As Maliki spoke of the difficulty of navigating Iraqi politics, he mentioned Abd al-Karim Qasim, the Iraqi general who, in 1958, helped overthrow the British-backed monarchy of Faisal II and execute the members of the royal family. After seizing power, Qasim implemented progressive land reforms and an expansion of women’s rights. Maliki admired Qasim’s programs, and especially the skills he deployed to stay in power. “Qasim was masterful at the double and triple cross,” Crocker said, recalling his conversation with Maliki. “He’d back one faction against another, and when the dirty work was done he’d turn on the faction he had backed so they didn’t get too powerful. Intimidate, pressure, bribe, cajole, and then reverse course.” But Qasim’s example went only so far; in 1963, he was overthrown and executed by the Baathists. To avoid the same fate, Maliki told Crocker, “I have to keep dancing all the time.”

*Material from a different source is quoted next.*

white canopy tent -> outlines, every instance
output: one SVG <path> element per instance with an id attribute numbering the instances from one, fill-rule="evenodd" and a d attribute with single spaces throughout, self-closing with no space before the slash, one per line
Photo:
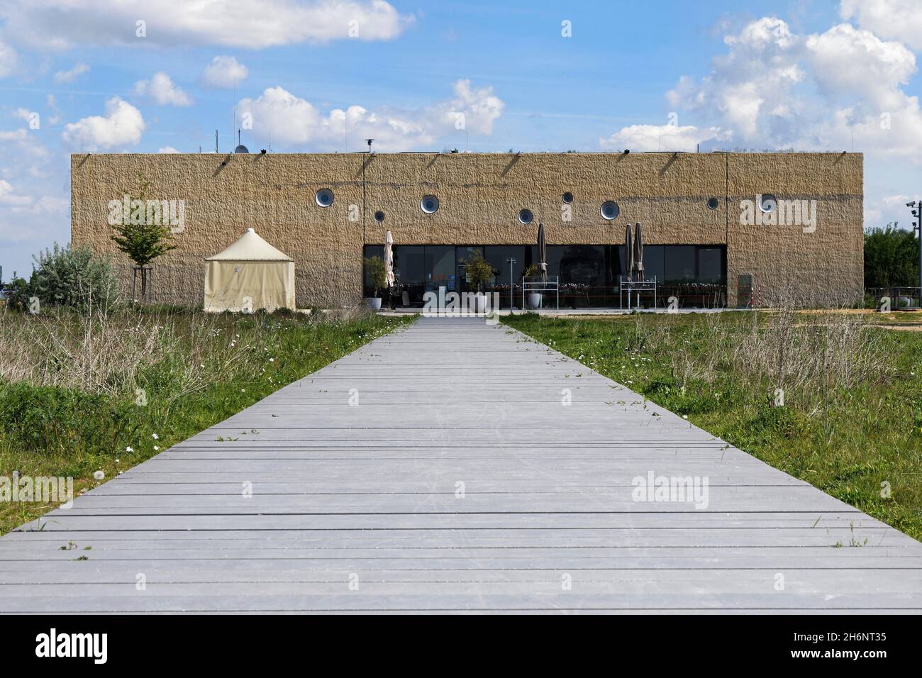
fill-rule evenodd
<path id="1" fill-rule="evenodd" d="M 294 261 L 253 229 L 206 262 L 206 311 L 294 310 Z"/>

From the beginning, Maliki was fixated on conspiracies being hatched against him—by his Iraqi rivals, by the Baathists he imagined were still in the Iraqi Army, even by the Americans. A former American diplomat described it as “Nixonian paranoia,” adding, “We had a hundred and fifty thousand troops in the country, and he was obsessed that a few dozen former Baathists were going to try to overthrow him.” The longtime associate told me that Maliki’s basic assumption was “everyone is plotting against us.” But, he argued, fanatical caution had served him well. “His secret? He is a very intelligent tactician—all politics is short term. He doesn’t have any vision for the state.”

No matter how much Maliki admired political cunning, his first years as Prime Minister were marked by impotence and indecision. Some people who worked closely with him were convinced that he got the job because he was unlikely to demand his own way. Emma Sky, a civilian adviser to the American military, explained the reasoning: “If we put a nobody in power, he’s no threat to anybody.”